AI in data integration
Developers workflows are steadily improved. Better tool chains, low-code tools and even AI assist while coding. As a data integrator we reap the benefits of these developments. But I haven’t seen any AI that wrote a complete interface yet. Is this possible? And how would it look like?
Tooling in integration
The most generically available developer tools today targets at web or mobile applications. Data integration doesn’t even have a graphical interface or a database. So it needs its own tools. Specialized tools add high value to the developer workflow.
In a sense ESB platforms were some of the earliest low-code platforms. They provide special tools and flow editors. Example of ESB platforms are Tibco, Fusion and Sonic.
Common developer tools these platforms use are:
Flow editors: Editors that create a flow with the processing steps of a message:
Mapping editors: Editing between various formats:
API designer: Designing and managing API’s
Online data integration
In traditional workflows for data integration the build phase is mostly done in Eclipse. This build phase is separate from runtime. More modern platforms like Apache NiFi or Dell Boomi bring building and running closer together.
They do this with an online and modeling approach. You create integrations in the browser and directly run them (it may run somewhere else).
AI in data integration
Some tooling of traditional ESB and the new iPaas vendors are very sophisticated. Still, they can’t write code for you. In a lot of ways they are only usable by integration specialists. You need knowledge of protocols, data formats and integration patterns. Can we do the same without expert knowledge?
How would an AI solution for data integration look like?
The first thing what will be different is not to start with a functional and technical design, but with intent. For example, we have a web shop and a warehouse system. Our intention is to integrate both with each other. We ask the AI: “Create an order integration from the web shop to the warehouse system”
For this the AI must know where these systems are and how to gain access to them. It may request this at the supplier of those systems. As soon as there is access, the AI explores the available endpoints. For REST endpoints with an OpenAPI (Swagger) specification. Then it will know what valid endpoints are there on one side.

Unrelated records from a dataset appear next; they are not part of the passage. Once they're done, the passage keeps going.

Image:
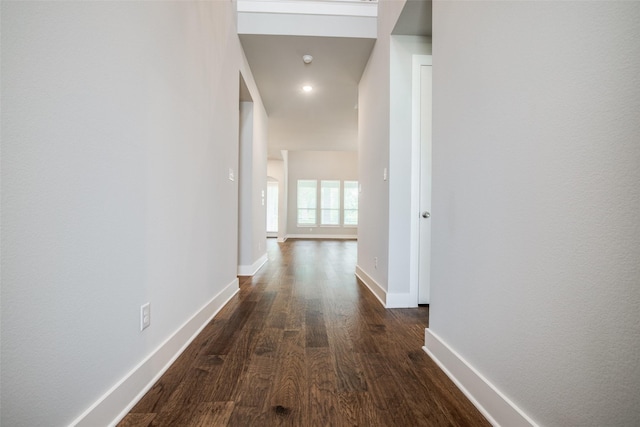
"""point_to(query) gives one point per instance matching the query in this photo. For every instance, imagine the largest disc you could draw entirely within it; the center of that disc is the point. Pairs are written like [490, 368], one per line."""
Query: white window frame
[336, 210]
[314, 208]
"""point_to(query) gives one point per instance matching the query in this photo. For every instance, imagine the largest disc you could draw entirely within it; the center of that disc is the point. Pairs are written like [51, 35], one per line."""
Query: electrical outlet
[145, 316]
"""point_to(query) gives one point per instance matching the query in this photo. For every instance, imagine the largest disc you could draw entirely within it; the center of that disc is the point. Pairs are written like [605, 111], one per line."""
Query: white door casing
[421, 179]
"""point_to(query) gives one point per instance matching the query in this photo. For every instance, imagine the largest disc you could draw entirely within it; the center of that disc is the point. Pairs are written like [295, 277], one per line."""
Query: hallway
[302, 344]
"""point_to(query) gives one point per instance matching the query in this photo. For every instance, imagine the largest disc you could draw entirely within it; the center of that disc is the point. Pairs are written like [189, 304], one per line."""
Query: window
[330, 202]
[272, 207]
[307, 201]
[350, 216]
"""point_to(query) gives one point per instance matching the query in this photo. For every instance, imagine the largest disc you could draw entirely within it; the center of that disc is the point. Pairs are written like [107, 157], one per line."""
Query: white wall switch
[145, 316]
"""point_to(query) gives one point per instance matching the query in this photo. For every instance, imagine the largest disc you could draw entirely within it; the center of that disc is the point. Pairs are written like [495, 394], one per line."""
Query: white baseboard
[493, 404]
[118, 401]
[324, 236]
[250, 270]
[378, 291]
[404, 300]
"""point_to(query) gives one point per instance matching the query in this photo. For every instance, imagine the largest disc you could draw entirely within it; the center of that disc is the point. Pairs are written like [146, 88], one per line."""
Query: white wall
[536, 261]
[246, 200]
[402, 49]
[119, 126]
[373, 154]
[252, 189]
[276, 170]
[327, 165]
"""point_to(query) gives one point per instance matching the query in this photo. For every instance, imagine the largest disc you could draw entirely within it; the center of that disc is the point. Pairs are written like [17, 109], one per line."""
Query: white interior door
[424, 251]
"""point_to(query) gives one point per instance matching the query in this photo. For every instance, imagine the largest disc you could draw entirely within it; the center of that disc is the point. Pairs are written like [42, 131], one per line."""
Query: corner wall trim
[377, 290]
[250, 270]
[118, 401]
[493, 404]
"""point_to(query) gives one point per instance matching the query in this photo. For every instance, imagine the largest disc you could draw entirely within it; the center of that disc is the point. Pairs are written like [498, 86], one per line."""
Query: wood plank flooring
[305, 344]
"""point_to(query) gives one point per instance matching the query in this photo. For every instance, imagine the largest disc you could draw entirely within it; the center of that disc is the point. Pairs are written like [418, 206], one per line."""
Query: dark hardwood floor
[305, 344]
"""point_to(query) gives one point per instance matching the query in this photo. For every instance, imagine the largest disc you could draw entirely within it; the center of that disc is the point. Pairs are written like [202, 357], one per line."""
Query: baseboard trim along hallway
[378, 291]
[119, 400]
[495, 406]
[250, 270]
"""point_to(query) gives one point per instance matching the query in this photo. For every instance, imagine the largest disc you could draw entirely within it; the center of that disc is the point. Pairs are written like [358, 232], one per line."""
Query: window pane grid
[330, 202]
[307, 201]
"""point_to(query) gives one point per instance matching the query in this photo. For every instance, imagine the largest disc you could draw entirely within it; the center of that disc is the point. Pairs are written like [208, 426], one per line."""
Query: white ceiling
[323, 119]
[327, 117]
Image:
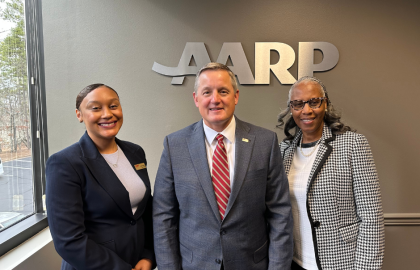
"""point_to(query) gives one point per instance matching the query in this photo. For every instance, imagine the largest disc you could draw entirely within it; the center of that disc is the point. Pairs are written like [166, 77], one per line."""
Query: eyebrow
[95, 101]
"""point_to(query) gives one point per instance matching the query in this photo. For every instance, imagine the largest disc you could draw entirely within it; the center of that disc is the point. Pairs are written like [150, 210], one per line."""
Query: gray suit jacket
[188, 231]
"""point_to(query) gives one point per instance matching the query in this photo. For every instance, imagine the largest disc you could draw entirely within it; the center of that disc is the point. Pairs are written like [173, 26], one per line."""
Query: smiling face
[310, 121]
[102, 114]
[216, 99]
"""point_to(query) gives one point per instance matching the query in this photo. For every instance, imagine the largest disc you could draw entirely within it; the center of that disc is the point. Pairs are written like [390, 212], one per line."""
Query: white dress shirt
[304, 251]
[229, 140]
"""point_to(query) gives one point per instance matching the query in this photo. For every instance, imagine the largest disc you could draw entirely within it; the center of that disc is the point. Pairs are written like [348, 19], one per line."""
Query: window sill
[20, 232]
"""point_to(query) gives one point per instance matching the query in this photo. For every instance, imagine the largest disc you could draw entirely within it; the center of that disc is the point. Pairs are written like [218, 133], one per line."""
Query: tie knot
[220, 138]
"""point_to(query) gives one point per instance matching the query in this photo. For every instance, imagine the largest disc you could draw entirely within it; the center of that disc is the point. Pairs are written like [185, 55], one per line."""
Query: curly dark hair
[332, 117]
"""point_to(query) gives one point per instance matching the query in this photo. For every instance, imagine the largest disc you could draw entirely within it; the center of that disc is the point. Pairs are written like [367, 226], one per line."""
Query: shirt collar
[228, 132]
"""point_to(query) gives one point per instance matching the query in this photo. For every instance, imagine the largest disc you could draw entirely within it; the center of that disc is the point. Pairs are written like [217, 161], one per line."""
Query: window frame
[32, 224]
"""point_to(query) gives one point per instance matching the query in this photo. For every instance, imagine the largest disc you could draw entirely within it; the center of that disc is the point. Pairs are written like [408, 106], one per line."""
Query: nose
[106, 112]
[306, 109]
[215, 97]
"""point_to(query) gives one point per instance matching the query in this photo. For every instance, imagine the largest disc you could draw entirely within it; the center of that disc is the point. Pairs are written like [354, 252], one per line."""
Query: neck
[105, 146]
[311, 137]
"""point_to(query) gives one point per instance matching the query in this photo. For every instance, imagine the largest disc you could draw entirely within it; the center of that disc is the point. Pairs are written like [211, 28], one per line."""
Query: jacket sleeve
[148, 252]
[279, 212]
[66, 219]
[371, 239]
[166, 215]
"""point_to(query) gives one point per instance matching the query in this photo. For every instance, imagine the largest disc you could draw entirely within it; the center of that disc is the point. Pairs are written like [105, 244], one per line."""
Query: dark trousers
[296, 266]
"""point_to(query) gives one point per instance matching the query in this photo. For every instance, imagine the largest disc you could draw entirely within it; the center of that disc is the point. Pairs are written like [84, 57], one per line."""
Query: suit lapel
[290, 152]
[243, 153]
[104, 174]
[130, 154]
[197, 149]
[323, 153]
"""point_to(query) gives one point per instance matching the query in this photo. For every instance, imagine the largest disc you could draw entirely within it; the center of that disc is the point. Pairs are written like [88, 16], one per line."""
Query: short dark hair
[215, 66]
[85, 91]
[332, 117]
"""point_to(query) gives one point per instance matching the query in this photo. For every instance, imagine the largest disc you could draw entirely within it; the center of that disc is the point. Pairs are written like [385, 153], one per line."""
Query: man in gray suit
[221, 197]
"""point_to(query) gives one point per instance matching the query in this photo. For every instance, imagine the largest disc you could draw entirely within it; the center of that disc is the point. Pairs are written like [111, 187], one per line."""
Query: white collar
[228, 132]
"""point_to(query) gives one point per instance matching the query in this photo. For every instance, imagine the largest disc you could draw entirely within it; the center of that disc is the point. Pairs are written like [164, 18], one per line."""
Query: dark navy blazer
[89, 211]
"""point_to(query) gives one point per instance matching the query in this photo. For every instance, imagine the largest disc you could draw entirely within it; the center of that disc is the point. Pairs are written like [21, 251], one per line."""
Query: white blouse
[304, 253]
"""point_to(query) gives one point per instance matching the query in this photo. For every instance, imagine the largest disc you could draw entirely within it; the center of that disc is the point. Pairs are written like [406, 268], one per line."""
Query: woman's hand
[143, 264]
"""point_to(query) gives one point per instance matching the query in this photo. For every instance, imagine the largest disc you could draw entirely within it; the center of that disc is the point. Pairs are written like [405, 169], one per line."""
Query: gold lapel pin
[140, 166]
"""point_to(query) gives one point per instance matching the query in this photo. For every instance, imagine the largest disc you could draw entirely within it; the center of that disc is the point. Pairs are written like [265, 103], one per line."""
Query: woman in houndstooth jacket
[334, 186]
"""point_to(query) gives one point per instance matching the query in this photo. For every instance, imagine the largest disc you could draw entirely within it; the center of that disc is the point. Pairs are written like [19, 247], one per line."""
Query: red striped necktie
[220, 175]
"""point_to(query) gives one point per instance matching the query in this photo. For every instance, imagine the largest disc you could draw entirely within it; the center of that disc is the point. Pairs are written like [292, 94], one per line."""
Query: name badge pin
[140, 166]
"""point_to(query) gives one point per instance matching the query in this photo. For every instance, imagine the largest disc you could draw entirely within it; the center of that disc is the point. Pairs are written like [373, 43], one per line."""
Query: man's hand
[143, 264]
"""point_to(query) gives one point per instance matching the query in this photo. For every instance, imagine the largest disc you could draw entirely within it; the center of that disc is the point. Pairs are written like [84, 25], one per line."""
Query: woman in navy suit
[98, 192]
[334, 187]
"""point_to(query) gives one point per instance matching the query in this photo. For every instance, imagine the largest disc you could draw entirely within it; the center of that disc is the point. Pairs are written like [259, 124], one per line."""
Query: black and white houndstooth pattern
[343, 195]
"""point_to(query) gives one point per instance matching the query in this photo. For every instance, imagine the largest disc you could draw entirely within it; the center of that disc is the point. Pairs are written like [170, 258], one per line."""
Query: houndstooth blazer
[343, 202]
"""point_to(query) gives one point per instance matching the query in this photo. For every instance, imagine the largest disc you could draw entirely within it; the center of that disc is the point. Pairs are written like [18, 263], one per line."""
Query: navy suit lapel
[243, 153]
[197, 148]
[130, 154]
[104, 174]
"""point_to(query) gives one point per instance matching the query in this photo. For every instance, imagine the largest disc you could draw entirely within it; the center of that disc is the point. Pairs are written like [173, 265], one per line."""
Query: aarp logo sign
[235, 51]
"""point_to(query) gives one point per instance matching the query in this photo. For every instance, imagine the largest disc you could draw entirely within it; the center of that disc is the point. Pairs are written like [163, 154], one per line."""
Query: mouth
[108, 125]
[307, 120]
[216, 109]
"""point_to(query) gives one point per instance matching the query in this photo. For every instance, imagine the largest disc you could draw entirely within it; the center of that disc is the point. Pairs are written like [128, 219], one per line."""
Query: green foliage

Accordingly, it does the same on the other side.
Next it must rely on the input of the language models and its parameters. Say in one system is related to “EmployeeID” in another system and can map such data. Based on “get” statements it gets sample of both sides. So now it has a functional mapping.
This functional bridge can be turned into code. Say for example we use Apache Camel as an integration framework. There we can feed the AI with code on the internet as may well as our current repository. At the end we let it test itself until a successful interface is the result.
Currently, I don’t think AI is up to the level it can write complete data integrations. AI producing code is more on the level of Computer Aided Translation. Even the best AI powered translators like Google Translate of Deepl.com need to have some fine-tuning by a professional to get it on an acceptable level for usage. But it’s clear that it’s now time to experiment, and we may be surprised how far we can get. But we can’t close our StackOverflow tab just yet.